How was Saraki supposed to triumph in that high-stake battle? He pulled his troops from the ruling state and federal party, the Peoples Democratic Party (PDP) for a new and unknown quantity, the Allied Congress Party of Nigeria (ACPN), faced the full wrath of combined state and national incumbency and threw up a woman, though darling daughter, Gbemisola, who the Oloye would willy-nilly install in a Kwara of conservative political temper and unfazed religious chauvinism. Besides, the Ilorin elite waited with bated breath for the Saraki denouement - and all the sweeter because the Saraki were cleaning themselves out!

With all these odds, the old man still expected, at the roar of Baba Oloye, all these walls of Jericho would fall? Hubris never came in starker and more tantalising form!

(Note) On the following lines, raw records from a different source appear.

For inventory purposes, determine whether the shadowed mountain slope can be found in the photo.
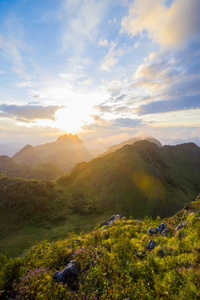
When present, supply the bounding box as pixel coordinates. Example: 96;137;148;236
0;199;200;300
99;137;162;157
12;134;92;172
57;141;200;217
0;155;63;181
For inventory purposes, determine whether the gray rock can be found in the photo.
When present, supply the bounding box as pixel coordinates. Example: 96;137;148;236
158;223;167;232
147;240;156;250
175;223;183;232
161;228;169;236
147;227;154;236
158;248;164;257
53;260;80;290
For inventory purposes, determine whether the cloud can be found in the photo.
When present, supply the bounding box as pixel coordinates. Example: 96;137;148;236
130;37;200;115
0;30;29;79
83;115;142;131
137;95;200;115
0;104;62;122
121;0;200;47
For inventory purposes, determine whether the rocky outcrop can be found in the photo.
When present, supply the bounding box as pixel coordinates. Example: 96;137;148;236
101;215;126;226
147;240;156;250
53;260;80;290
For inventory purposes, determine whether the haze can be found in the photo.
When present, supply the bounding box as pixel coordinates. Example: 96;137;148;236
0;0;200;155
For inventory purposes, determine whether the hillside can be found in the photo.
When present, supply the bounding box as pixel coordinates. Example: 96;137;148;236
12;134;92;172
57;141;200;218
0;141;200;256
0;199;200;300
99;136;162;157
0;155;63;181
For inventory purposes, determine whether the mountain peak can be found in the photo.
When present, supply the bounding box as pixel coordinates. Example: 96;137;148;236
56;134;79;143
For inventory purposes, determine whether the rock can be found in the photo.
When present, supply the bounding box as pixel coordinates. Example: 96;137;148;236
184;205;190;210
158;223;167;232
174;221;187;232
158;248;164;257
101;215;126;226
195;194;200;201
136;251;146;259
161;227;170;236
147;227;154;236
189;262;194;269
53;260;80;290
175;223;183;232
101;221;109;226
147;240;156;250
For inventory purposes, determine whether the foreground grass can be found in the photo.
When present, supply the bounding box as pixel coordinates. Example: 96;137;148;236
0;201;200;300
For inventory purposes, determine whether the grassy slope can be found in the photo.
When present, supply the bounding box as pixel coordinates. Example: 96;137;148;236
0;155;63;181
0;200;200;300
57;141;200;218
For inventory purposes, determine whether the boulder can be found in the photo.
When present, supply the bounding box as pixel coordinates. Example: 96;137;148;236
174;221;187;232
158;223;167;232
53;260;80;290
147;227;154;236
147;240;156;250
158;248;164;257
101;215;126;226
161;227;170;236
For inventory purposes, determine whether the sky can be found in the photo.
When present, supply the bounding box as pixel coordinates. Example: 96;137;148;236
0;0;200;154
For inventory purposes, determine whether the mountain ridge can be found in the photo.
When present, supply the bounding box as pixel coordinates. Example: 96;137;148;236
12;134;92;172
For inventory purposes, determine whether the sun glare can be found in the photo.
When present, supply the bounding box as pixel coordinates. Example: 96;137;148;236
55;104;90;134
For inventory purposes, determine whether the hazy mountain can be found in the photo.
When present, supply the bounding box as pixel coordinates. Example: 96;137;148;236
0;155;63;181
58;141;200;217
99;137;162;156
0;141;200;258
12;134;92;172
0;199;200;300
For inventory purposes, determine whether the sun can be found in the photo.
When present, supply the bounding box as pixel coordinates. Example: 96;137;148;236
55;103;91;134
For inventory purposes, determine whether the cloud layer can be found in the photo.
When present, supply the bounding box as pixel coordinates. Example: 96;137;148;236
0;104;62;122
121;0;200;47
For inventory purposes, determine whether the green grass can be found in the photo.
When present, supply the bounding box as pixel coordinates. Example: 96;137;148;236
0;200;200;300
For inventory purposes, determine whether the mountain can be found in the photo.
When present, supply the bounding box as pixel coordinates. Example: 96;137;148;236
99;137;162;157
12;134;92;172
0;199;200;300
0;155;63;181
0;141;200;255
57;141;200;218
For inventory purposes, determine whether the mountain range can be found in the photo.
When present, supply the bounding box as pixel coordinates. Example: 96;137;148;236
12;134;92;172
0;140;200;253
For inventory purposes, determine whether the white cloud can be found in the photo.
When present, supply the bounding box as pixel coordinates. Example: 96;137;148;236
63;0;106;53
101;42;118;71
121;0;200;47
134;42;140;49
99;40;109;47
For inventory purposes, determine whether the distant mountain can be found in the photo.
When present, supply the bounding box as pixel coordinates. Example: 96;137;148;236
58;141;200;218
0;141;200;251
99;137;162;157
0;155;63;181
12;134;92;172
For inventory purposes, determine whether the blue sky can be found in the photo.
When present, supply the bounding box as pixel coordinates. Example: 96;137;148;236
0;0;200;152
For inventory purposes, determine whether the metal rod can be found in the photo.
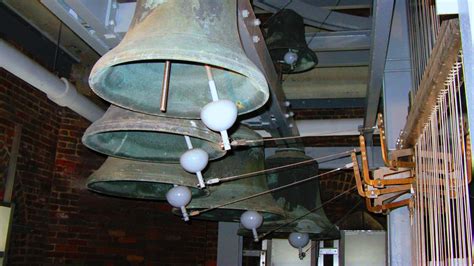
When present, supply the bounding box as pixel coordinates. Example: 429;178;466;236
160;61;171;112
3;124;22;202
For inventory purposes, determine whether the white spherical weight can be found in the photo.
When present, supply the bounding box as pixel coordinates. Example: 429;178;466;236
283;51;298;65
201;100;237;132
166;186;191;208
179;148;209;173
288;232;309;248
240;211;263;229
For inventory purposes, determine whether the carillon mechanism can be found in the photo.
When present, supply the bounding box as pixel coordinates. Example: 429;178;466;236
351;114;415;213
266;9;318;74
239;149;340;240
87;157;209;200
178;127;285;222
89;0;269;119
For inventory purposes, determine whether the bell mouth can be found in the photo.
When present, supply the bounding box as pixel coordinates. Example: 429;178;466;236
90;59;268;119
173;208;284;222
83;130;226;163
87;180;209;200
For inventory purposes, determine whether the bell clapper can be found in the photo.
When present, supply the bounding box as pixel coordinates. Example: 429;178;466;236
160;61;171;113
288;232;309;260
240;211;263;242
298;247;306;260
179;135;209;189
166;184;191;222
201;65;237;151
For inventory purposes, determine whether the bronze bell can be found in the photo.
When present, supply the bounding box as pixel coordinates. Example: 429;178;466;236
239;149;340;240
180;129;285;222
87;157;209;200
266;9;318;74
82;105;225;163
89;0;269;119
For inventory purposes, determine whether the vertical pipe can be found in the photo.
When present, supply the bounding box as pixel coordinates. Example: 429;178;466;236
160;61;171;112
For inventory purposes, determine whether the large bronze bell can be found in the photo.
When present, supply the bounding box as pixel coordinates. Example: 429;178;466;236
87;157;209;200
266;9;318;74
89;0;269;119
180;129;284;222
82;105;225;163
239;149;340;240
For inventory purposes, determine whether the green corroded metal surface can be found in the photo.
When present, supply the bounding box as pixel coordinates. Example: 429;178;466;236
87;157;209;200
89;0;269;119
180;130;284;221
265;9;318;73
239;149;340;240
82;105;226;163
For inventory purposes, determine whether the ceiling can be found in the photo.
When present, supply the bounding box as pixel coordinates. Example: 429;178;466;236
0;0;372;118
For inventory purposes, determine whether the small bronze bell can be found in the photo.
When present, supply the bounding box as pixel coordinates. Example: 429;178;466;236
82;105;226;163
87;157;209;200
266;9;318;74
239;149;340;240
176;129;284;222
89;0;269;119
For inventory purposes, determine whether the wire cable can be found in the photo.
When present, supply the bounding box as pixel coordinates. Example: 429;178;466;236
206;149;358;185
189;163;355;217
259;186;357;239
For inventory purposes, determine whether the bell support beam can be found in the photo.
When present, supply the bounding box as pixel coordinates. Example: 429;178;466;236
238;0;298;140
253;0;372;31
363;0;395;137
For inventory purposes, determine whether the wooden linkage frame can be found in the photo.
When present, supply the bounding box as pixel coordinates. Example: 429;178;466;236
351;114;415;213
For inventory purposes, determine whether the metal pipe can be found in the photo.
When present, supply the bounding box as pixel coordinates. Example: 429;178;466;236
0;40;104;121
160;61;171;112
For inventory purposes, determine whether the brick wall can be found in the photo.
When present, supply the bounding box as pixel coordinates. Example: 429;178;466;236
0;69;217;265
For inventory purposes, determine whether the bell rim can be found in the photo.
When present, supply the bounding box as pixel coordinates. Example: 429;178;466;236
172;207;286;222
89;44;270;119
82;106;227;164
86;157;210;200
86;179;210;201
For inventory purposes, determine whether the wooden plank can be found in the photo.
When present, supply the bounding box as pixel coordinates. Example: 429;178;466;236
399;19;461;148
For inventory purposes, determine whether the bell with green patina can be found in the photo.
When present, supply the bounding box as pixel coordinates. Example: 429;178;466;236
87;157;209;200
89;0;269;119
179;130;285;222
82;105;226;163
239;149;340;240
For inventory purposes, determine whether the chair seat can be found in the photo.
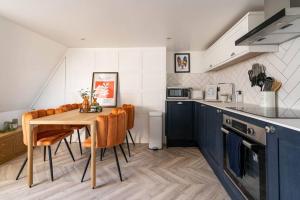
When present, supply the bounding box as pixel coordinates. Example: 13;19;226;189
83;136;109;148
37;129;73;146
70;125;85;130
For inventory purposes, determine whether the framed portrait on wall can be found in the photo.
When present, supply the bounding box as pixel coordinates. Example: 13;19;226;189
174;53;190;73
92;72;118;107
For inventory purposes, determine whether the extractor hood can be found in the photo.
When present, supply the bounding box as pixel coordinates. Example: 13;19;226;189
235;0;300;46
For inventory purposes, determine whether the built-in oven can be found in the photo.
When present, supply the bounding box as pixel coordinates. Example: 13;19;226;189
167;87;192;99
222;114;266;200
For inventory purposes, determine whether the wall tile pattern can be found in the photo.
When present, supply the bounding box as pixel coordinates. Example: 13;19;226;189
167;37;300;109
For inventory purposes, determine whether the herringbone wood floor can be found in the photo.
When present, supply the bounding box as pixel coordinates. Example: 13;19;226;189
0;143;229;200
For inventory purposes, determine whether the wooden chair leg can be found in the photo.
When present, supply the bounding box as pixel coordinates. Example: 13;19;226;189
16;156;28;180
64;138;75;162
126;135;131;157
77;129;82;155
53;141;61;155
100;148;103;161
102;148;106;157
48;146;54;181
114;147;123;182
85;126;91;137
119;144;128;163
128;130;135;146
43;146;46;162
81;154;91;183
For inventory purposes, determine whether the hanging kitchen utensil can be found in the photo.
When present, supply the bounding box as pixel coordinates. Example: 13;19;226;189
263;77;274;91
272;80;282;92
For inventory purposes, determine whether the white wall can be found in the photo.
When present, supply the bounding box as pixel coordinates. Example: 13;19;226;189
0;17;66;125
33;47;166;143
167;37;300;109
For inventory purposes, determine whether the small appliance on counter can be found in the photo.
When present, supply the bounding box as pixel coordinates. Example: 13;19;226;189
192;89;203;100
167;87;193;99
218;83;234;102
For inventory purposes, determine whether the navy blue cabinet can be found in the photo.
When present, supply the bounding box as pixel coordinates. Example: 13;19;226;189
166;101;195;146
204;106;223;167
194;102;206;149
198;104;207;149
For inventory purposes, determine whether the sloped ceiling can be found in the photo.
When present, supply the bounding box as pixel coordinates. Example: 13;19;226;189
0;17;66;112
0;0;264;50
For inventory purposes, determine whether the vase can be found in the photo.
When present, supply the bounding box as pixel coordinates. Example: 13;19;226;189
92;97;99;106
82;97;90;112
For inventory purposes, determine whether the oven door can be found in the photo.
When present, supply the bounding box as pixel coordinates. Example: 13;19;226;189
222;127;266;200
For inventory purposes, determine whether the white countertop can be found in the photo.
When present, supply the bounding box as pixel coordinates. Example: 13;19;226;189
167;99;300;132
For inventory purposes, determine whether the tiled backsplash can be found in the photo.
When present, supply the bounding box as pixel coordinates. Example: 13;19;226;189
167;37;300;109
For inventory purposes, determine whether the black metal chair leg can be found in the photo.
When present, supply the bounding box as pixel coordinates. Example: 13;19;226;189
128;130;135;146
102;148;106;157
85;126;91;137
100;148;103;161
48;146;54;181
70;135;72;144
81;154;91;183
114;147;123;182
64;138;75;162
16;157;28;180
77;129;82;155
126;135;131;157
53;141;61;155
119;144;128;163
44;146;46;162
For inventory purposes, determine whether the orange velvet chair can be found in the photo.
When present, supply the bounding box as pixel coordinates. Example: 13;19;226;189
54;103;90;155
16;109;75;181
81;109;128;182
122;104;135;157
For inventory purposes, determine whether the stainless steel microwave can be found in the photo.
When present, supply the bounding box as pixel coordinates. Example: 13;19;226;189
167;87;192;99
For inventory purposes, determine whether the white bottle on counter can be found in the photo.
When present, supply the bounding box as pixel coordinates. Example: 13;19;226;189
235;90;244;106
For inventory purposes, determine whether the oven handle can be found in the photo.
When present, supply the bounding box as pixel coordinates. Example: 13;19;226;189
221;127;254;149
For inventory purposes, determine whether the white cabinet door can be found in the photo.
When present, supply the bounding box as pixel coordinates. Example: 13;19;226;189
204;12;277;71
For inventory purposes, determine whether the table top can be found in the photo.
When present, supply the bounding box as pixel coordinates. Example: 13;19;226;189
29;108;112;125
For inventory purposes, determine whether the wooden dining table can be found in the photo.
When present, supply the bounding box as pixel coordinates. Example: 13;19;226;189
27;108;112;189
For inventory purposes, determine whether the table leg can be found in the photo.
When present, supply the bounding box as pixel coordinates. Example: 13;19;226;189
27;124;33;187
91;122;97;189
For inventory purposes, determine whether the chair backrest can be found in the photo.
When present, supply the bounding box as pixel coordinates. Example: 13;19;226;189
71;103;80;110
122;104;135;130
59;104;73;112
96;109;126;148
22;109;62;146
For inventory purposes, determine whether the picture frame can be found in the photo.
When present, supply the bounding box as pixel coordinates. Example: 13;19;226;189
174;53;190;73
91;72;119;108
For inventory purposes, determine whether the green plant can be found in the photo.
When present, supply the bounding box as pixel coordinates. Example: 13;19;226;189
79;88;91;99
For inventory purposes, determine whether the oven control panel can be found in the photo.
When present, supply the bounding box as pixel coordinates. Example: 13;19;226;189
223;114;266;145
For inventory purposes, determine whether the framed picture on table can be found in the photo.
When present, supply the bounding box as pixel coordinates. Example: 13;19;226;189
92;72;118;107
174;53;190;73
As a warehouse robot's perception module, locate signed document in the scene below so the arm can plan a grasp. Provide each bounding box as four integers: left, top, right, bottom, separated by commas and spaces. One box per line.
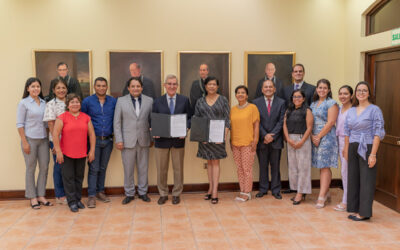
170, 114, 187, 137
208, 120, 225, 143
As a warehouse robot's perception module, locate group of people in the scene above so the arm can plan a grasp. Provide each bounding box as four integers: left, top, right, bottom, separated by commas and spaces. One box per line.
17, 63, 385, 221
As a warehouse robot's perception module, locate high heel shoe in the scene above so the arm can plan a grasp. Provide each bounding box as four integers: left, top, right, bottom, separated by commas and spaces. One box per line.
235, 192, 251, 202
290, 194, 306, 201
315, 193, 331, 209
292, 194, 306, 205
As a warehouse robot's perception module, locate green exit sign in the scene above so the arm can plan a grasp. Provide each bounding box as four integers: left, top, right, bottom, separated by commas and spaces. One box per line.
392, 28, 400, 45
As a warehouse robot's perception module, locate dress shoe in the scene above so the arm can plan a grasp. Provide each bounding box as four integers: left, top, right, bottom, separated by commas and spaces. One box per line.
256, 192, 268, 198
157, 196, 168, 205
172, 196, 181, 205
69, 203, 79, 213
122, 196, 135, 205
76, 201, 85, 209
87, 196, 96, 208
272, 193, 282, 200
139, 194, 151, 202
96, 192, 110, 203
281, 189, 297, 194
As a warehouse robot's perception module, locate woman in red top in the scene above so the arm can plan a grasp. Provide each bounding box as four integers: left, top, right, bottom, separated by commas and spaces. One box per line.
53, 94, 96, 212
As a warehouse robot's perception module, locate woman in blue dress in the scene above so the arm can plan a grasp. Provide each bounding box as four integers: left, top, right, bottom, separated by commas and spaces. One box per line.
311, 79, 339, 208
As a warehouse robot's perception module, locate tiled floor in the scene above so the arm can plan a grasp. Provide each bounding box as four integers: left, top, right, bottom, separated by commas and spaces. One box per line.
0, 189, 400, 250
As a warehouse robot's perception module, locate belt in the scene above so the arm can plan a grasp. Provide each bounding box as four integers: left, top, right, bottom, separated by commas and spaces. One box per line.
96, 135, 113, 140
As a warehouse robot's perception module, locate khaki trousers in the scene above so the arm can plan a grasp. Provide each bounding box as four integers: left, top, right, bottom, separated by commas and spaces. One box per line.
155, 147, 185, 196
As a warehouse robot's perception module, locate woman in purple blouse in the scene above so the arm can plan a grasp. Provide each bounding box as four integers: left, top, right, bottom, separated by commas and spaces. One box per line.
333, 85, 353, 212
343, 82, 385, 221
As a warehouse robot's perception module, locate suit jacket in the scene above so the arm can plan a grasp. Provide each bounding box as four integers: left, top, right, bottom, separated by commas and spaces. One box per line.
284, 82, 315, 106
253, 95, 286, 149
114, 94, 153, 148
253, 76, 284, 100
122, 75, 158, 99
152, 94, 193, 148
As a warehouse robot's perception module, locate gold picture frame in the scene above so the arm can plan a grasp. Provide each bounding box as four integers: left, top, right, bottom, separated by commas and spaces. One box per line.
244, 51, 296, 100
107, 50, 164, 97
177, 51, 232, 104
32, 49, 93, 97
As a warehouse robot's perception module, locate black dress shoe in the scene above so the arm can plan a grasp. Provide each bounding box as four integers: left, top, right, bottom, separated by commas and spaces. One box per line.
139, 194, 151, 202
157, 196, 168, 205
272, 193, 282, 200
76, 201, 85, 209
122, 196, 135, 205
172, 196, 181, 205
256, 192, 267, 198
281, 189, 297, 194
69, 203, 79, 213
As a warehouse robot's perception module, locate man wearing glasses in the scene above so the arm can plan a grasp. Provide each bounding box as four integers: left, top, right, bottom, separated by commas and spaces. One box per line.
283, 63, 315, 106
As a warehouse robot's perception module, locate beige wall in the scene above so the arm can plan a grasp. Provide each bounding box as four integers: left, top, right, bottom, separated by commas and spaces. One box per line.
0, 0, 390, 190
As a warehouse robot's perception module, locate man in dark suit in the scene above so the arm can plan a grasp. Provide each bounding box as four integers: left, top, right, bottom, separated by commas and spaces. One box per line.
253, 80, 286, 199
122, 63, 158, 99
46, 62, 83, 101
284, 63, 315, 106
152, 75, 192, 205
190, 63, 209, 110
253, 62, 283, 99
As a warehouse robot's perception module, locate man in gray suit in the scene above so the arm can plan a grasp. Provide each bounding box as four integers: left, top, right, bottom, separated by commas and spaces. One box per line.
114, 77, 153, 204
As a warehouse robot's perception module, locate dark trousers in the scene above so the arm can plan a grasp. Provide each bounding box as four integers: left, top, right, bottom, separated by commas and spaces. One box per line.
61, 155, 86, 205
257, 144, 281, 194
88, 139, 113, 196
50, 141, 65, 198
347, 143, 377, 217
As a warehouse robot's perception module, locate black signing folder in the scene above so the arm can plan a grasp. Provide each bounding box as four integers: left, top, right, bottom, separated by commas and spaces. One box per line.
151, 113, 187, 138
190, 116, 225, 143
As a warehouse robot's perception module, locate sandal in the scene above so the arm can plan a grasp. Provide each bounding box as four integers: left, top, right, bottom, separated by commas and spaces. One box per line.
204, 194, 211, 201
235, 192, 251, 202
333, 203, 346, 212
39, 201, 53, 207
31, 203, 40, 210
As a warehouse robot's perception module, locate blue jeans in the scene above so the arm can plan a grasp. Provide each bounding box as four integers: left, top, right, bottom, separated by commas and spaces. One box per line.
50, 141, 65, 198
88, 139, 113, 196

Now, all the old political friends turned fiends - Adamu Attah, Sha'aba Lafiagi, Mohammed Alabi Lawal, Salmon Adebayo, the senatorial surrogate who outsmarted Saraki but disappeared into oblivion after serving out a four-year term, et al - must have flit through the Oloye's mind, as he faced the first major defeat of his political career and his eventual demystification.

So, who carries the gospel of Saraki's democratic feudalism to the next generation - Saraki the Son, Bukola, who vanquished his old man and seized the empire, even if he insists no regicide had taken place? Hardly!

Hardly, because the political demographics have changed. The West Central State of 1967 is a different ball game from the Kwara of 2012. Besides, Saraki did not leave behind a comprehensive canon of work, ala Obafemi Awolowo, to articulate his vision and emblazon his philosophy - maybe he didn't have one?

And of course, because of the paternalistic megalomania of the late Saraki's politics, he boasts no boisterous and winning disciples, ala Awoists, save, of course, Saraki the Son, albeit in a bitter-sweet form. How can Bukola politically slay his father and yet claim to continue with his legacy?

It would therefore appear the passage of Baba Oloye has thrown the Kwara political firmament wide open. Kwara may be the southernmost horn of the old Sokoto Caliphate. But it is also the northernmost rim of the old Oyo Empire. So, it could well be a new and fierce ideological battle ground between the regnant Northern conservatism and looming South West's social democracy.

By the way, it would have been interesting what would have become of Kwara politics, had the Second Republic not aborted, and had three-month governor, Cornelius Adebayo, completed his term on UPN mandate.

Whatever happens however, dogma would not win the next war. But earning the trust and reverence of the Kwara masses would. That is the abiding legacy of Baba Oloye, as Saraki the Son and his political foes lunge for the soul of Kwara, in the post-Saraki era.